Над сценой между мной и хозяйкой печенки я тоже усиленно работал. Не то чтобы меня разочаровала наша реконструкция в тот первый день — все было в порядке, не считая уроненного мешка. Просто мне хотелось повторять ее снова и снова. Сотни раз. Больше. Никто не подсчитывал. Во всяком случае, я — нет. Обычно я разбивал последовательность на составные части — угол ее головного платка и наклона ее согнутой спины, менявшиеся, когда я перемещался с одной ступеньки на другую, разворот ее шеи, когда голова ее поворачивалась ко мне — и самозабвенно во все это окунался. Однажды мы целое утро провели, снова и снова возвращаясь к моменту, в который ее лицо переключалось с последнего слога обращенной ко мне фразы, «-ся», на то, чтобы прервать зрительный контакт, отвернуться и увести сперва плечи, а под конец и все тело назад в квартиру. В другой день мы сосредоточились на мгновении, в которое ее мусорный мешок оседал в гранит пола, меняя форму по мере того, как его содержимое, больше не поддерживаемое в пространстве ее рукой, перестраивалось в положение покоя. Я раскладывал составные части целой последовательности и наслаждался ими, потом опять складывал вместе и наслаждался целым — а потом снова разбирал.

Раз, когда я стоял у окна кухни, глядя вниз, во двор, мне в голову пришла одна идея. Я позвонил Назу, чтобы рассказать про нее.

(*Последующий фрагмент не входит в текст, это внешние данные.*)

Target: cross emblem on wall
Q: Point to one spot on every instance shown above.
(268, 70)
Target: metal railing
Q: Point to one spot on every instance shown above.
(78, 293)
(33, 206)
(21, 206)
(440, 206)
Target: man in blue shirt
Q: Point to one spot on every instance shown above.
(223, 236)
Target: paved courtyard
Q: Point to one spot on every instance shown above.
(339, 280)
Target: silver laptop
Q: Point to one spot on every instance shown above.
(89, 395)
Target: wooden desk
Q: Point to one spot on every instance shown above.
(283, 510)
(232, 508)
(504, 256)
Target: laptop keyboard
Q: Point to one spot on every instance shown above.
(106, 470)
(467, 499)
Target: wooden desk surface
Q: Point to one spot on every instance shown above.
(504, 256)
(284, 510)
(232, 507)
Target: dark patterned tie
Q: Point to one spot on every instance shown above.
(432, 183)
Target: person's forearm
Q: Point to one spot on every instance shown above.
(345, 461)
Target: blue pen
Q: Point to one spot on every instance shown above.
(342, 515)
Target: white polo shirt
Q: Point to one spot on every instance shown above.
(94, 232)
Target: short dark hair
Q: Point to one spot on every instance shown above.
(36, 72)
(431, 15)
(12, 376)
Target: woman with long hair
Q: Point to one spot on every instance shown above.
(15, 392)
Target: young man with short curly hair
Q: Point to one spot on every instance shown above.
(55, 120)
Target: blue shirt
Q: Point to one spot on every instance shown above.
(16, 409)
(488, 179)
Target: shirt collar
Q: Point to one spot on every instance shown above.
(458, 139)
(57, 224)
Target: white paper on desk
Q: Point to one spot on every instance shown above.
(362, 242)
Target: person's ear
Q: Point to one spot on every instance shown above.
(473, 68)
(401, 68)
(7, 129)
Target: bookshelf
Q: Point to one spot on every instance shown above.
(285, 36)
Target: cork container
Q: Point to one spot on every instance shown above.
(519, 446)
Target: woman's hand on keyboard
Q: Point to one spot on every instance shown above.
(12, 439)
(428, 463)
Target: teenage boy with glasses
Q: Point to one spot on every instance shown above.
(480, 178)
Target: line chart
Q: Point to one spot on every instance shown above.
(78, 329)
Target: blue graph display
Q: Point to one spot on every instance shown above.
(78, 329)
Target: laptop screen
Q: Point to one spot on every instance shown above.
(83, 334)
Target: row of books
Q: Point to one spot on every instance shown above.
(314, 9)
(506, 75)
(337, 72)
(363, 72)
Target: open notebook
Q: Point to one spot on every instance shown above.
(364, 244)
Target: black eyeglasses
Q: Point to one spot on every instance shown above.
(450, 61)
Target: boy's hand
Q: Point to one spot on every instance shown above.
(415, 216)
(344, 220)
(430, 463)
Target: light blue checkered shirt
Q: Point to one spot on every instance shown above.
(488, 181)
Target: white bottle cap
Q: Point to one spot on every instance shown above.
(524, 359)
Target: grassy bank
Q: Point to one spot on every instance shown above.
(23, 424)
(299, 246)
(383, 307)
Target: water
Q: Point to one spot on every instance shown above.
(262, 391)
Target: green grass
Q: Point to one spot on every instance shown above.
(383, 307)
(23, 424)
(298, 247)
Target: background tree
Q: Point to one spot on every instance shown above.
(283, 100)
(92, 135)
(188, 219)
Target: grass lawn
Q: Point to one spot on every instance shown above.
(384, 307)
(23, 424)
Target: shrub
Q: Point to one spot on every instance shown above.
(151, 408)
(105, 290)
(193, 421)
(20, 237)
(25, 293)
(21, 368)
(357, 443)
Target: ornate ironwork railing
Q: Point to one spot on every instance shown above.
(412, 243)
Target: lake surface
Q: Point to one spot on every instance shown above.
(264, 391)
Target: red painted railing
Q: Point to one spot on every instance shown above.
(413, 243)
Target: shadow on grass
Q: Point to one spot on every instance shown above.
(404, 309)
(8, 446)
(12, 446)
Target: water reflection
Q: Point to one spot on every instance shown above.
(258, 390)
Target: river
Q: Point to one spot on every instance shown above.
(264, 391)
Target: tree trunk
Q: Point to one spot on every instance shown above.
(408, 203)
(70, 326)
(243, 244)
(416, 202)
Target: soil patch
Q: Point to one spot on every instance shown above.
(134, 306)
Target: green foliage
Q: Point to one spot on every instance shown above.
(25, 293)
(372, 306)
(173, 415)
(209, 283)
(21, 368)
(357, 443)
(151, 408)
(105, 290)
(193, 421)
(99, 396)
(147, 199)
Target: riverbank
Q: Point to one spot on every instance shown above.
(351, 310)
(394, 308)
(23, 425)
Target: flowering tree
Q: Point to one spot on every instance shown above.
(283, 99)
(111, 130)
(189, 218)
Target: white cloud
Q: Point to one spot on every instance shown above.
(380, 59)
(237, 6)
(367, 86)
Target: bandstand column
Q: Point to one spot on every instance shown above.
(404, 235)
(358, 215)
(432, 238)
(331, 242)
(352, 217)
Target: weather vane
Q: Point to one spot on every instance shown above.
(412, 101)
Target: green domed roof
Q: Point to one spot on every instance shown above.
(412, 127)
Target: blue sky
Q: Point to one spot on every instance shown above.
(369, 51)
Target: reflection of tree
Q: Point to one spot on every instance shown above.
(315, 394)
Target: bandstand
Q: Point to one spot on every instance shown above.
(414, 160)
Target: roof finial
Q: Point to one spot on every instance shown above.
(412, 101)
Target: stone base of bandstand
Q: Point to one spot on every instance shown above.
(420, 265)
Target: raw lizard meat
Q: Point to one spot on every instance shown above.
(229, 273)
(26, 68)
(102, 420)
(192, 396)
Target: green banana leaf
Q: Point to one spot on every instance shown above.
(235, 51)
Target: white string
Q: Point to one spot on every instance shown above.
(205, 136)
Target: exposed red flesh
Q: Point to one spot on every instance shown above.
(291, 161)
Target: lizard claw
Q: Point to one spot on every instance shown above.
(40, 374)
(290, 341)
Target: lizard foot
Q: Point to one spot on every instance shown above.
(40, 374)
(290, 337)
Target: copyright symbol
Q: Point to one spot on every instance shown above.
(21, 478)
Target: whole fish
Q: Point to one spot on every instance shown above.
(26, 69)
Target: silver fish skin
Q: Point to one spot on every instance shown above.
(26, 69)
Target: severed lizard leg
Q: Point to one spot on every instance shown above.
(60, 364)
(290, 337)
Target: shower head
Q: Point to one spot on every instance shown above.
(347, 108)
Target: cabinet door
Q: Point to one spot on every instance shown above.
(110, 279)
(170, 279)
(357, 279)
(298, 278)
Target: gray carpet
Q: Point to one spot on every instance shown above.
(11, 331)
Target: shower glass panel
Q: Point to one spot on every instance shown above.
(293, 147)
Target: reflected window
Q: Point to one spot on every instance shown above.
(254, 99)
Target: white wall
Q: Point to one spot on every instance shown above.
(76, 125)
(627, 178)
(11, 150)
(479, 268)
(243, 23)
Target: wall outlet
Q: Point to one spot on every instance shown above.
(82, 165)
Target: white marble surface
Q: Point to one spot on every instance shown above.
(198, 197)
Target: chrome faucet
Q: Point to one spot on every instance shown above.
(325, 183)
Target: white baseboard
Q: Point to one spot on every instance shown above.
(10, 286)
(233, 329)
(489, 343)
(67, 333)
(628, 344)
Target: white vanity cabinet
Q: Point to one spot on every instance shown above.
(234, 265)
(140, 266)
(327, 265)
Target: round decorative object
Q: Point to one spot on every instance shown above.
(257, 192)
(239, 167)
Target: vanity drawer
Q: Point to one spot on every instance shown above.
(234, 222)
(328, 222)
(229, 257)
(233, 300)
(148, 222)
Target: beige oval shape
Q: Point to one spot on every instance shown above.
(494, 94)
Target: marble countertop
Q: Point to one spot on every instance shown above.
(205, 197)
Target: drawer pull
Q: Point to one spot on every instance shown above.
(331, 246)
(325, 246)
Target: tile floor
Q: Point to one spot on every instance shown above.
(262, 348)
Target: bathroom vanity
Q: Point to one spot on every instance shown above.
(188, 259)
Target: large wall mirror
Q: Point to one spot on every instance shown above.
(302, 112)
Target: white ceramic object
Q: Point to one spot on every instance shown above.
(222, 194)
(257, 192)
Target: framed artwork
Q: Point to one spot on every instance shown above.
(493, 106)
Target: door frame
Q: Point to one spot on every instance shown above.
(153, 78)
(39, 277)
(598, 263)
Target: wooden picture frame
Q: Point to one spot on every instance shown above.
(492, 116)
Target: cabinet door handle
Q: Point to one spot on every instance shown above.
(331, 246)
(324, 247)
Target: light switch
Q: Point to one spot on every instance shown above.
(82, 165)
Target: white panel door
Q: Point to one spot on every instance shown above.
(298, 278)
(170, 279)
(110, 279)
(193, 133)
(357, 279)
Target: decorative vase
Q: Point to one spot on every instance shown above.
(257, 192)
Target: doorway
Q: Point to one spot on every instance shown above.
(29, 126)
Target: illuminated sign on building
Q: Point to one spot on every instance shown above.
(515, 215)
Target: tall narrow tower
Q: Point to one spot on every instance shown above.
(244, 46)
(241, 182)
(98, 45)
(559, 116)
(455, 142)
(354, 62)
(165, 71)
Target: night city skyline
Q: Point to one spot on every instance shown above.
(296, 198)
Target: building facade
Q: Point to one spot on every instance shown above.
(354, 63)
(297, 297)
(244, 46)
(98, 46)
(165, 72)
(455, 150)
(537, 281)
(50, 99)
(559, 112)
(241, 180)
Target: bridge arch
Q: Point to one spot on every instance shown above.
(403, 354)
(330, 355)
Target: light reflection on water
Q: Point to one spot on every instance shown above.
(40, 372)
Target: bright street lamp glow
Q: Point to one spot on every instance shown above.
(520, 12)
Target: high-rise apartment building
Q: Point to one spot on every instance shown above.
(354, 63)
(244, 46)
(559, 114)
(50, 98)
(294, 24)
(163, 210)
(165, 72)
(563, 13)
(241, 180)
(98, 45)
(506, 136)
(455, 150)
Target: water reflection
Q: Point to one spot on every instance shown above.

— Мне бы хотелось иметь модель дома.

— Модель?

— Да, модель — масштабную модель. Велите Роджеру сделать.

Роджером звали нашего архитектора.

— Знаете, когда заходишь в лобби общественного здания — когда их обустраивают, там бывают такие маленькие модели, где показано, как все будет выглядеть по окончании.

— А, да, понятно, — сказал Наз. — Я с ним свяжусь.

Роджер доставил мне модель через полтора дня. Она была замечательная. Высотой она была три фута, шириной — четыре. Там имелись двор, и здание напротив, и даже стадион. Были там и маленькие фигурки: мотоциклист-любитель рядом со своим мотоциклом, пианист со своей лысой макушкой, хозяйка печенки со своим платком и вьющимися прядями волос, консьержка со своими коротенькими руками и белой маской. Он сделал даже крохотные тряпку и пылесос для ее шкафчика. Все это было видно, поскольку часть стен и перекрытий он сделал из прозрачной пластмассы. Те, что прозрачными не были, он заполнил деталями: выключатели и дверные ручки, повторяющийся узор на полу. Участки нейтрального пространства он сделал белыми. Кроме того, некоторые части стен и крыши снимались, так что можно было залезть внутрь. Как только Роджер ушел из моей квартиры, я позвонил Назу.

— Дайте ему премию побольше.

— Сколько? — спросил Наз.

— Ну, не знаю — побольше. И еще, Наз…

— Да?

— Я хочу, чтобы вы… Так, а ну-ка…

Фигурки персонажей были передвижными. Разговаривая, я взял одну — хозяйку печенки — и стал ее перемещать, чтобы она прыжками спустилась по лестнице во двор.

— Я хочу, чтобы вы велели хозяйке печенки спуститься по лестнице, к мотоциклисту-любителю.